Os interessados F e C interpuseram recurso de Apelação de tal decisão bem como das seguintes decisões interlocutórias proferidas no âmbito do inventário: I)Despacho exarado nos autos a fls 678 datado de 22 de Janeiro de 2014, que rejeitou o requerimento apresentado pela ora Recorrente F, cfr fls 671 a 677, de reclamação e pedido de esclarecimentos do Relatório de Avaliação junto aos autos; ii) Despacho exarado nos autos, fls 873 a 881, datado de 27 de Outubro de 2016 que indeferiu o requerimento apresentado pelo ora Recorrente, C, que pugnava pelo cumprimento do disposto no art. 2109º do CC (o valor dos bens doados é o que eles tiverem à data da abertura da sucessão); iii) Despacho exarado nos autos, a fls 994, datado de 15 de Maio de 2017 ( e não 16 de Maio, como por manifesto lapso vem indicado no Acórdão em crise) que indeferiu o requerimento apresentado pelos ora Recorrentes, F eC, que denunciava a omissão de uma doação em dinheiro efetuada a um presuntivo herdeiro legitimário; iv) Despacho determinativo da forma à partilha.

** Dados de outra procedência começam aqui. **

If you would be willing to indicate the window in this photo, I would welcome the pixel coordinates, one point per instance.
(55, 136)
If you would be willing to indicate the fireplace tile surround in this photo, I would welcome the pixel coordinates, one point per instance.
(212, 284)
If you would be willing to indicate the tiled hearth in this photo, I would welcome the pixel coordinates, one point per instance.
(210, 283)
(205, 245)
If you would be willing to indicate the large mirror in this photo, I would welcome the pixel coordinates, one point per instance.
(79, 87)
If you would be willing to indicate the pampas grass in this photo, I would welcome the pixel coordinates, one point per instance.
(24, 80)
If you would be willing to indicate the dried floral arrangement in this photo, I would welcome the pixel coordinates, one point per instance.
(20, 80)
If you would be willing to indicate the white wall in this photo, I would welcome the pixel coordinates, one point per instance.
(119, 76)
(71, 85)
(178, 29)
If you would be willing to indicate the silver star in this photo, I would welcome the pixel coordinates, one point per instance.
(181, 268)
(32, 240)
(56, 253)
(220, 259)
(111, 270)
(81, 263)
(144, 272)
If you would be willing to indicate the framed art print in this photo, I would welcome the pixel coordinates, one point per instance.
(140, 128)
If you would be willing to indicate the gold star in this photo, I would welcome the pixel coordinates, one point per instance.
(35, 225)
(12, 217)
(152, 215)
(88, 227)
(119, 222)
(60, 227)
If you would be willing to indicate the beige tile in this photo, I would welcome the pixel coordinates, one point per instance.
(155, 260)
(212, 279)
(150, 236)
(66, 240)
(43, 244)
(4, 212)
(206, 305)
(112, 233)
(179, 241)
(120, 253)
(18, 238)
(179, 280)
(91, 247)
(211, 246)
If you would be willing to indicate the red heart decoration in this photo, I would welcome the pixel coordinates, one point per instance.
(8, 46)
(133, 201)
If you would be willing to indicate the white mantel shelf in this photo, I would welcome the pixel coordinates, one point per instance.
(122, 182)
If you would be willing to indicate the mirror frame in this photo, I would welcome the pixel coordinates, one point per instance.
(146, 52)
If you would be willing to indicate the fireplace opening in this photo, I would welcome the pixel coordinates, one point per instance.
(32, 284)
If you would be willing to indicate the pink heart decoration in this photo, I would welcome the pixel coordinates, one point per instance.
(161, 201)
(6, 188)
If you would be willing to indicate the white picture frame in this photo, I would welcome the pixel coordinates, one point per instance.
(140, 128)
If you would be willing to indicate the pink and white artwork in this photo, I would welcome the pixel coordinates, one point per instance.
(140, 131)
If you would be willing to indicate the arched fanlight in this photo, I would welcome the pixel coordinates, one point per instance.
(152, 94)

A Apelação veio a ser julgada improcedente por Acórdão da Relação de Évora de fls 1218 a 1230, do qual, de novo irresignados, vieram aqueles Interessados interpor recurso de Revista, apresentando as seguintes conclusões: - Vem o presente recurso interposto do douto acórdão exarado pelo Tribunal da Relação de Évora, que confirmou a sentença homologatória da partilha e as decisões interlocutórias proferidas nos autos, mantendo integralmente as decisões exaradas na 1ª instância na comarca de Faro.

- Encontra-se pendente de decisão final o incidente de prestação de contas que corre por apenso aos presentes autos de inventário.

- Nesse incidente está em causa um crédito da recorrente F sobre a herança.

- Tal crédito, a existir, constitui encargo da herança e devia ter sido considerado nas operações de partilha.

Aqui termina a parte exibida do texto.